What is a Summer for but Daydreaming, Play, and Rest? July 08 2016

In the early chapters of the American classic, Tom Sawyer by Mark Twain, we find young Tom out in the woods near his home, playacting with his friends the legendary tales of Robin Hood: robbing from the rich, giving to the poor, avoiding the deadly arrows of the Sheriff of Nottingham, tricking the upper classes with clever stunts and disguises, and swooning in love for Maid Marian.

It is summer time when Tom takes on this concentrated fantasy and larks around among the trees with his pals, transformed through imagination alone into Sherwood Forest hundreds of years in the past. There is no school to interfere with this important agenda. Chores are a minor annoyance to be dispatched to get on with the real stuff of life: Play. We are, as the poet Schiller indicated, the most human when we are at play.

And summertime is the very time to play often and play diligently!

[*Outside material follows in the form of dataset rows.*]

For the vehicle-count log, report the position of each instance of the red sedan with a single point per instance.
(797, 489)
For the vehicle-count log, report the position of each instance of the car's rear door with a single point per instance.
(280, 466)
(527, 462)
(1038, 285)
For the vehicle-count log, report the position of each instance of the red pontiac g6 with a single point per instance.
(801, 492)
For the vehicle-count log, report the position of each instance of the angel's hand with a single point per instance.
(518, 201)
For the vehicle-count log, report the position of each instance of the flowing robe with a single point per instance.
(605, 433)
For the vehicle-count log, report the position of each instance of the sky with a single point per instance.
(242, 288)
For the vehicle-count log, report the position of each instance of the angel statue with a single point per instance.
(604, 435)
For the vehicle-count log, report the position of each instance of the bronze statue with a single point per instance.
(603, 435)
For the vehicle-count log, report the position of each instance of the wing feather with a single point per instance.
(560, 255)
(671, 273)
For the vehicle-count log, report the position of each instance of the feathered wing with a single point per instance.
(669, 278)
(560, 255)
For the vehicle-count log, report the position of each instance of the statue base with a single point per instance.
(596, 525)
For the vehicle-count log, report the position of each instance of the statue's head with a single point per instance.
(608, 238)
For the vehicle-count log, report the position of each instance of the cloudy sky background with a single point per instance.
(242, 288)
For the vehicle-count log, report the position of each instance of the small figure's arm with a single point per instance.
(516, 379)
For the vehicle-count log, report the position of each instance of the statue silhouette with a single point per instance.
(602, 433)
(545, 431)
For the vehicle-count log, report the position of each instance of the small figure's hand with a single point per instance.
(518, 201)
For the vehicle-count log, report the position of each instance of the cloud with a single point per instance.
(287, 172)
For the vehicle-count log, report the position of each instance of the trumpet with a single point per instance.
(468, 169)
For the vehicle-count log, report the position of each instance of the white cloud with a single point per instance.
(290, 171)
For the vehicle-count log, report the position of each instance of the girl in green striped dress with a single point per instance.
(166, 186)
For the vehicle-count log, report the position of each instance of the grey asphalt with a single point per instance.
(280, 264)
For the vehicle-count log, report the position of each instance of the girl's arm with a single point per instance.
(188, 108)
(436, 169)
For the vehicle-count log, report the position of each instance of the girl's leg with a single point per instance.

With the warmth of the sun and the mighty, teeming forces of growth all around us, taking time to drink in sunlight and smell the rich scents of the burgeoning Earth restores the soul like nothing else can.

Giving young people lots of time to sit and read a book, or throw twigs in a stream, or swing legs over a porch or a dock, to sing softly to one’s self while thinking of nothing in particular, is a gift for life of relaxing, pondering, hanging out with the family or with friends.  Growth, contemplation, and swinging through the warm summer days are what we all want once the weather turns warm.


The singer-songwriter, Dave Mallet, originally from Maine, wrote a song about haying in the summer that sums it up nicely:
When the raspberry bursts from the woodbine
When the summer lies close to the ground
When the porch is the cool place where all boys should sleep
When the brook in the hollow dies down...
It’s the time of clover and killdeer
It’s the time when the earth does her best,                                                            
It’s when all men are strong and
You know when to rise and you know when to rest
In the cool of the evening I perch on the load
And let the wagon wind blow through my hair
And I count all the stars and I talk to the moon
And I sing to myself in the sweet summer air.

So, everyone, let the summer in: wade in a stream barefoot, play Pooh sticks from a bridge over that stream, walk through a meadow filled with grass and blossoms, notice the brave flowers that grow through the cracks in the sidewalk, bounce a ball against a wall, sit in the shade, and idle a bit while talking about significant details of ordinary life. School is done and leisure time is here. Lounge a little while and play. Play. Play. Play!